HRI tests cognitive training program to improve symptoms of PTSD

People diagnosed with Post-Traumatic Stress Disorder (PTSD) often experience changes in cognitive functioning, such as difficulty with memory, attention, concentration, planning and organization.

Despite the fact that these challenges can severely disrupt functioning at work, school, home, or in social settings, few studies have investigated treatments aimed specifically at improving thinking skills among individuals with PTSD.

A new study led by Homewood Research Institute (HRI) and McMaster University is examining the utility of cognitive skills training in reducing symptoms of PTSD, particularly among veterans, military members and first responders. In this study, a cognitive training program called Goal Management Training (GMT) is being offered to people with PTSD for the first time.

GMT has been used successfully in other populations, including people with brain injuries, to improve concentration, memory, and organization. GMT aims to teach individuals how to stop automatic responding, monitor progress on tasks and goals, and achieve those goals.

Early research among inpatients being treated for PTSD at Homewood Health Centre suggested that GMT helps to improve thinking speed, memory and the pursuit of personal goals. GMT also led to reductions in depression and self-reported cognitive difficulties.

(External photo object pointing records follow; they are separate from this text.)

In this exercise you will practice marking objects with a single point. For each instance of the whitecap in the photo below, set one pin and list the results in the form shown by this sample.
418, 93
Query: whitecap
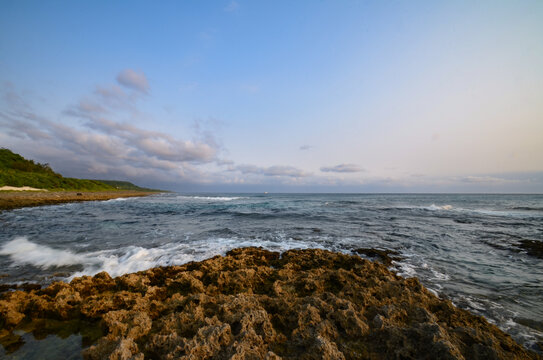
210, 198
22, 251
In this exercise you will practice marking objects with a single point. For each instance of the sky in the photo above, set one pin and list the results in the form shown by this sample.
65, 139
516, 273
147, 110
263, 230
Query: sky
278, 96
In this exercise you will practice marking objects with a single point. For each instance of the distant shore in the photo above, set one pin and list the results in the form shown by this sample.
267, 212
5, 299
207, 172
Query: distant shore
18, 199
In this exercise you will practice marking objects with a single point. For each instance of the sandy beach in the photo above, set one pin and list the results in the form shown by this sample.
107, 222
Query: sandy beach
18, 199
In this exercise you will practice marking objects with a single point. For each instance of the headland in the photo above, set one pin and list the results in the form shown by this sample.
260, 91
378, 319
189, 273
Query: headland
257, 304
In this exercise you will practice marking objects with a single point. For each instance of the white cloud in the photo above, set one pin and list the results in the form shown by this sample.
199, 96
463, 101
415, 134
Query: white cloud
342, 168
232, 6
277, 170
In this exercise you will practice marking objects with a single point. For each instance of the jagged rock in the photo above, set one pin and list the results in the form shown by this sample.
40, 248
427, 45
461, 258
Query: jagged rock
257, 304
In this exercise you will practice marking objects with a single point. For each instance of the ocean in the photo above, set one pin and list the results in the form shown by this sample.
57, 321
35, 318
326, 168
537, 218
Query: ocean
467, 248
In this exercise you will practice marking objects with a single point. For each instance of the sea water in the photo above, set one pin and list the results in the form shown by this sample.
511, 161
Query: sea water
462, 247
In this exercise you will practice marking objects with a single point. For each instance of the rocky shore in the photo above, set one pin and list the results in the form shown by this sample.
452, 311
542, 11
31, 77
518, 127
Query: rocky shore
17, 199
257, 304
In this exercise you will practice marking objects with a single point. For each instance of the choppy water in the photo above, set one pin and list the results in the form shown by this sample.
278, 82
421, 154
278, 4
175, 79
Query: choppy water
463, 247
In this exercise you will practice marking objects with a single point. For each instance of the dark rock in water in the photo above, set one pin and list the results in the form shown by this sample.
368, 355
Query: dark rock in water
257, 304
532, 247
381, 255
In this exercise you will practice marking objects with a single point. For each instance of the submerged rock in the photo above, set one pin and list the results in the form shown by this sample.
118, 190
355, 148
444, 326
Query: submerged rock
257, 304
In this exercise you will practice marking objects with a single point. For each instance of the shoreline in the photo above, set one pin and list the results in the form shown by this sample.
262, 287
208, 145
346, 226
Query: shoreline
254, 303
10, 200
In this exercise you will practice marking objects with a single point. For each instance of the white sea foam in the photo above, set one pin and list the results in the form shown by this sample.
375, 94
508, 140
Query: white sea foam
404, 269
210, 198
117, 199
435, 207
135, 258
22, 251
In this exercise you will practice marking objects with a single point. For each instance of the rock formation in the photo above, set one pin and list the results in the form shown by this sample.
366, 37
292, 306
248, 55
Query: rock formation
257, 304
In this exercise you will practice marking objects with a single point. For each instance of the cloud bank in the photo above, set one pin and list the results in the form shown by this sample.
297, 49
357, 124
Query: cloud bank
342, 168
134, 80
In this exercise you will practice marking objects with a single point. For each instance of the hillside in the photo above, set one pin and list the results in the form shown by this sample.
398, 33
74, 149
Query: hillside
126, 185
17, 171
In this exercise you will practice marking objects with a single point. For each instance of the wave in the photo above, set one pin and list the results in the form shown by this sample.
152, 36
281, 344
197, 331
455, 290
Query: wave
435, 207
136, 258
210, 198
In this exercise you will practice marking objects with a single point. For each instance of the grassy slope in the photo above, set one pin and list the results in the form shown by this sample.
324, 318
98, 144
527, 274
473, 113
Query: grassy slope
125, 185
15, 170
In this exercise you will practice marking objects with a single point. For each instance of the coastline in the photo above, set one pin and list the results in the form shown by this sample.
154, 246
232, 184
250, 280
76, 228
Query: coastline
18, 199
254, 303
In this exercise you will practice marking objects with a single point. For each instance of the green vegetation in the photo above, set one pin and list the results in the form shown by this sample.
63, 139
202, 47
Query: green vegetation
17, 171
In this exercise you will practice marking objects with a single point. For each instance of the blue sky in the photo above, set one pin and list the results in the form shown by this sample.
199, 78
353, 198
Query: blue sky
358, 96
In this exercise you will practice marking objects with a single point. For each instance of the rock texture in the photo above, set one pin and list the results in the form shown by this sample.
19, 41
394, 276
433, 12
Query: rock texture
257, 304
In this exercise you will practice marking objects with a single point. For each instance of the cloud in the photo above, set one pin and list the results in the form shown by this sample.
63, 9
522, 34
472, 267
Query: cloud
485, 180
232, 6
133, 80
342, 168
277, 170
100, 145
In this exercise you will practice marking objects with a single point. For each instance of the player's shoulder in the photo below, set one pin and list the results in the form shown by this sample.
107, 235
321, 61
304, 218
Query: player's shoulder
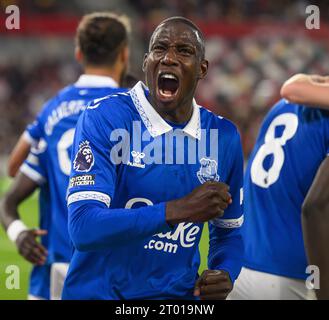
214, 121
55, 100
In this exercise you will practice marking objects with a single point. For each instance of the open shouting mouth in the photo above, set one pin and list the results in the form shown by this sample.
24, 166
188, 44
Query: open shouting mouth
168, 84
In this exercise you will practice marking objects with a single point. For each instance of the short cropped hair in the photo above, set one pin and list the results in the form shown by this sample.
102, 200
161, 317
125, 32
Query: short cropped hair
100, 36
200, 36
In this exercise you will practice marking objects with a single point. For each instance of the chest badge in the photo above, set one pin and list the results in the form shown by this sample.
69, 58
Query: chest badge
137, 159
208, 170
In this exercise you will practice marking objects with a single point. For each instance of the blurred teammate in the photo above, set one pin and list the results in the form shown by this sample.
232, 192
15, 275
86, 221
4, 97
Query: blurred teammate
313, 90
310, 90
102, 48
136, 225
289, 160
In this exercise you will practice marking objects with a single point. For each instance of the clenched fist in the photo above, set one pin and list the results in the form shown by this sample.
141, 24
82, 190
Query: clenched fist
204, 203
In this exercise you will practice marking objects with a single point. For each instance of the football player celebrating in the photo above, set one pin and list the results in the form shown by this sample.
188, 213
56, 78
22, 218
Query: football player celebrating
158, 166
102, 49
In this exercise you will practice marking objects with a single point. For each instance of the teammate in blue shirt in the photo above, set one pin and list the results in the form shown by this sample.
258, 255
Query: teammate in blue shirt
313, 90
292, 144
30, 178
148, 168
102, 48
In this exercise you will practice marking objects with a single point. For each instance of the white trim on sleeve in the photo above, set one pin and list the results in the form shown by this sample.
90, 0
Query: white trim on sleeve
89, 195
228, 223
33, 142
32, 174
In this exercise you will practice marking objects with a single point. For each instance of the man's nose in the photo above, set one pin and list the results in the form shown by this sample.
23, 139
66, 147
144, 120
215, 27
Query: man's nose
169, 57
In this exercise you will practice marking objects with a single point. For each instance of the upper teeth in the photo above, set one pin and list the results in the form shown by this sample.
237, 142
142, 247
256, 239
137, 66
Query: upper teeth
169, 76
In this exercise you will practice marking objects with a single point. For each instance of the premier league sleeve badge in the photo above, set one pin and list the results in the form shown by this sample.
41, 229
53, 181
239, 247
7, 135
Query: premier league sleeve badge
84, 159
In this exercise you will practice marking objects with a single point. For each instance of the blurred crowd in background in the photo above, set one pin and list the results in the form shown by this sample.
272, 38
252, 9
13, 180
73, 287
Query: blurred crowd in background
249, 61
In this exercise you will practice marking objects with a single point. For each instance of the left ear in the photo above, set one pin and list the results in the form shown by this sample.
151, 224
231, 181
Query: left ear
125, 54
144, 62
203, 69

The next phase of research is underway. GMT is now being tested among individuals in the community with a history of military-related trauma and those who have worked as public safety personnel, such as firefighters, paramedics or police officers. Researchers predict similar results among this outpatient population. Based on studies to date, GMT holds great promise for improving quality of life and cognitive function for individuals with PTSD.

This work is generously supported by the Cowan Foundation, the Military Casualty Support Foundation, Schlegel Healthcare and the Bickell Foundation.

Do you know someone who could benefit from GMT?

HRI has announced a call for participants in Guelph and the Greater Toronto Area. An experimental trial of GMT will begin in April 2018 at the Homewood Clinic in Mississauga, Ontario.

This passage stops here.